2021-22 AHL U22 Defencemen Points Per-Game (the further right, the better)
The lows of his season were quite low. After a healthy scratch and a brief stint on IR, Woo was impacted by the team’s COVID outbreak in early January, missing two games. An injury then sidelined Woo from January 17th until March 9th, missing 19 games total.
Upon his return, Woo spent the next thirteen games paired with either Jack Rathbone or Brandon Hickey, a 2014 3rd round draft pick of the Calgary Flames signed by Abbotsford to an AHL professional tryout contract. During this stretch, Woo produced zero points but a positive goal-differential. To the surprise of no one, the seven Abbotsford goals that occurred with Woo on ice all came while paired with Rathbone. Of the five goals-against, all but one came while paired with Hickey.
During the final stretch of the season, injuries and call-ups began to decimate Abbotsford’s forward contingent. With it came Woo’s pivot to a bottom-six forward.

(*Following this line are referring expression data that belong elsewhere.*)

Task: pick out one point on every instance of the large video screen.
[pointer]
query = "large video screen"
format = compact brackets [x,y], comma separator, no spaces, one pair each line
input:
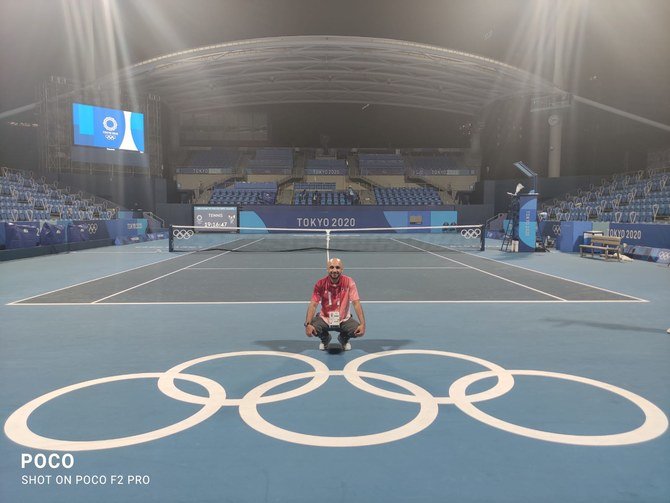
[107,128]
[215,217]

“We were playing eleven forwards and seven defencemen, and to give him some more [ice time], and [to get him] involved. Using his assets, his speed and physicality. He embraced the role to play some minutes up front and ended up doing a fantastic job with it,” explained Johnson.
Woo found himself on the scoresheet once over the final nine games of the regular season, a primary assist on a tiebreaker goal against who else but their playoff nemesis, the Bakersfield Condors. Through those nine games, Woo held a negative-2 goal-differential at 5v5 with ten shots on goal.
Woo did not fare well during the short-lived playoff series against the Condors. Bakersfields’ speed ate the Canucks alive, ad nauseam. Woo finished the playoffs with three shots on goal in game one and zero in game two, while on-ice for zero goals-for and all three goals-against in the Canucks’ game two loss that ended their season.
Despite Johnson’s earlier praise of Woo’s tenure as a forward, he remained steadfast in his media availability that the plan moving forward was to get Woo back to the blueline where he belongs.
“We expect Jett to have a big summer; come back having learned a ton [from] his experience this year and take another step forward. Ultimately, we see him being back on the blueline and continuing to grow in that position.”
After a challenging season, the question becomes, can Jett Woo’s next step take him beyond anything more than a gritty bottom pairing AHL defenceman? Does NHL potential remain?